ReAsH, another TetCys-motif binding fluorophore with a red shifted emission wavelength, has been shown to be useful for correlating live-cell fluorescence microscopy with electron microscopy in mammalian cell lines (Gaietta et al., 2002
). Furthermore, it has been recently shown that ReAsH- or FlAsH-mediated chromophore-assisted light inactivation can be used to inactivate selected proteins within a cell (Marek and Davis, 2002
; Tour et al., 2003
). With the modules for epitope tagging presented here and the described methodology for live cell labeling, it can be anticipated that these concepts can be readily transferred to S. cerevisiae
on a genome-wide scale to complement and extend GFP-based approaches.
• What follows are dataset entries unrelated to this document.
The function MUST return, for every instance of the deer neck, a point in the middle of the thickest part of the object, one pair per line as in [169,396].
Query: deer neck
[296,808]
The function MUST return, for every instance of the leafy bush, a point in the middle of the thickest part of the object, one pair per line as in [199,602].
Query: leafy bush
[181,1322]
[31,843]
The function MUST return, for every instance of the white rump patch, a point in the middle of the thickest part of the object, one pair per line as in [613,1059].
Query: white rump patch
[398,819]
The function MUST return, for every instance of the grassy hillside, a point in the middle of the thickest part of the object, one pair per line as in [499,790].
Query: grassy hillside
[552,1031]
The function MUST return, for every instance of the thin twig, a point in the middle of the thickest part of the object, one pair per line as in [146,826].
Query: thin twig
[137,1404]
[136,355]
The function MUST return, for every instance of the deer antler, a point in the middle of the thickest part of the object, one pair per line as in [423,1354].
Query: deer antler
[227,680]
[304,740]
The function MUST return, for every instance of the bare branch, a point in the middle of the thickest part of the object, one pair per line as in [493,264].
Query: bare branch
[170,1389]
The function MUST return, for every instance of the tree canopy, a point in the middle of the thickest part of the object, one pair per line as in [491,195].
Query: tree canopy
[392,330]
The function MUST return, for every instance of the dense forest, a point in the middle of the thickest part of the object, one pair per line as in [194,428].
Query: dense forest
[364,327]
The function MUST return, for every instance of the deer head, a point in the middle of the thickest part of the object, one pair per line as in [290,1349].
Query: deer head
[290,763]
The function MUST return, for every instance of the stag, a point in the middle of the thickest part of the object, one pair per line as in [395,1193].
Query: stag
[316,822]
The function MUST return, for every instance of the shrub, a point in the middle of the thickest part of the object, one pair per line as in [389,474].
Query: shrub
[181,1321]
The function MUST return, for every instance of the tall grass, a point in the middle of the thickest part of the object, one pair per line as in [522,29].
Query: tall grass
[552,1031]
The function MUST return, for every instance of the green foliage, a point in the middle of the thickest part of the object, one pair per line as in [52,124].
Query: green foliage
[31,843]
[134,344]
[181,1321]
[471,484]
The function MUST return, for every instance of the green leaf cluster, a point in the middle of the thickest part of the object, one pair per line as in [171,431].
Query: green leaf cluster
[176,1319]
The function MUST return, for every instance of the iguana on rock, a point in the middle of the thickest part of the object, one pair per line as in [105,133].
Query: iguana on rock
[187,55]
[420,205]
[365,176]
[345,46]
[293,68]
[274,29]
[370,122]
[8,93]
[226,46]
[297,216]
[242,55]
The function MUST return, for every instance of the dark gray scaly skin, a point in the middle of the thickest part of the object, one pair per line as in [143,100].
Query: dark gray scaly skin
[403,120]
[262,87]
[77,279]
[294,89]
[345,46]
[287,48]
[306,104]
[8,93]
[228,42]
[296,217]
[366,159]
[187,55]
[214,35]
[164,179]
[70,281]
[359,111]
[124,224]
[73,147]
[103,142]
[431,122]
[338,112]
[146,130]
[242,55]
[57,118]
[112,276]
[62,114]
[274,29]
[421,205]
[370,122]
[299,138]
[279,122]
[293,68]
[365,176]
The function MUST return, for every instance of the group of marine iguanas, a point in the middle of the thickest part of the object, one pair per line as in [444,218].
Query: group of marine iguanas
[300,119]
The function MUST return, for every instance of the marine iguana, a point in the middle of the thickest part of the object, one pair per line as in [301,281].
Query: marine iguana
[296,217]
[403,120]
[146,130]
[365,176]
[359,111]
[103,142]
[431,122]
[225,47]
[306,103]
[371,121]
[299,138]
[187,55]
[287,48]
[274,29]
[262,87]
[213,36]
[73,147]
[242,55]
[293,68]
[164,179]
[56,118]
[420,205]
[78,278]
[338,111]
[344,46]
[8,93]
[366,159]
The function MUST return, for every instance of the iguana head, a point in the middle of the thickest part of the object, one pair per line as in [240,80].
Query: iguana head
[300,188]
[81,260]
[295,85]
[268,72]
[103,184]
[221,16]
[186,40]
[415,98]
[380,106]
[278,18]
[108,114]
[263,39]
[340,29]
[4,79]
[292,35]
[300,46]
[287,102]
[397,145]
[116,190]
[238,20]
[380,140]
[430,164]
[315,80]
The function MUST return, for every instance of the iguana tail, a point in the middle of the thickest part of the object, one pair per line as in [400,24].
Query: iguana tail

In summary, we have shown that small TetCys-tags can be highly advantageous for the functionality of the host protein as compared with large fluorescent protein tags. FlAsH-labeled proteins can be used to investigate protein dynamics in time and space. We have substantially enlarged the scope of the biarsenical-tetracysteine system by creating the tools to tag and visualize proteins expressed in S. cerevisiae from their endogenous promoters on a genome-wide scale.